For his doctorate in Gothenburg, he wrote a thesis about mercury in the environment. This brought him a position at IVL where the many sides of his work have included drawing up international reports for various conventions, and promoting IVL’s research on sustainable social urban development. In this field, for example, IVL and the major building contractors have developed the BASTA environmental assessment system, which compiles facts and reports on what various building products contain, as a tool to help the construction industry to work in a closed loop and minimise its use of dangerous substances.

‘I always defend the place of science in complex sustainability issues. An interdisciplinary approach is particularly valuable. I’ve seen for myself, for example, the contribution made by research on human behaviour to development of the housing and communications of the future.’

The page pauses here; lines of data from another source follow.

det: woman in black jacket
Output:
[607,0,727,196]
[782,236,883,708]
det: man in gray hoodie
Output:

Åke Iverfeldt has a couple of months to pack and complete various ongoing tasks before he starts at Mistra in April. One forthcoming commitment is a trip to Mongolia to hand over a research project on sustainable building. He is also planning to recharge his batteries for the new job with a ski tour in and around the St. Bernard’s Pass.

‘Ski touring and hiking among mountain peaks are my way of relaxing and collecting my thoughts. My latest trips have been to Senja, the island off northern Norway, and La Gomera in the Canaries, both of which have magnificent mountain landscapes.’

Monitoring current developments and managing programmes

He has many ideas about what he wants to do, once in place at Mistra; but first he wants to listen to what development opportunities the Board and Secretariat have identified. The tasks he foresees include continuing to foster the distinctive nature of Mistra and stepping up the structured monitoring of environmental developments to find the most interesting areas for new calls for programme funding applications.

‘Mistra was alone in having a model of strategic environmental research when it was formed 20 years ago. Today, there are more funders that work similarly, so we need to find out how the model and programme options can be developed so that they make the optimal contribution and we can continue to be seen as a pioneer.’

Åke Iverfeldt also wants to look into the scope for developing Mistra’s programme management, by studying international research initiatives. For example, he thinks that there is a great deal to be learnt from the EU about how impact goals are linked to the programme objectives and how, on the basis of this linking, how monitoring and evaluation are shaped.

Another line of work he would like to develop is making it possible to use, in more ways than at present, all the knowledge accumulated in Mistra’s initiatives.

‘I’m not sure yet exactly how, but investigating ways of doing it in greater depth will be intriguing.’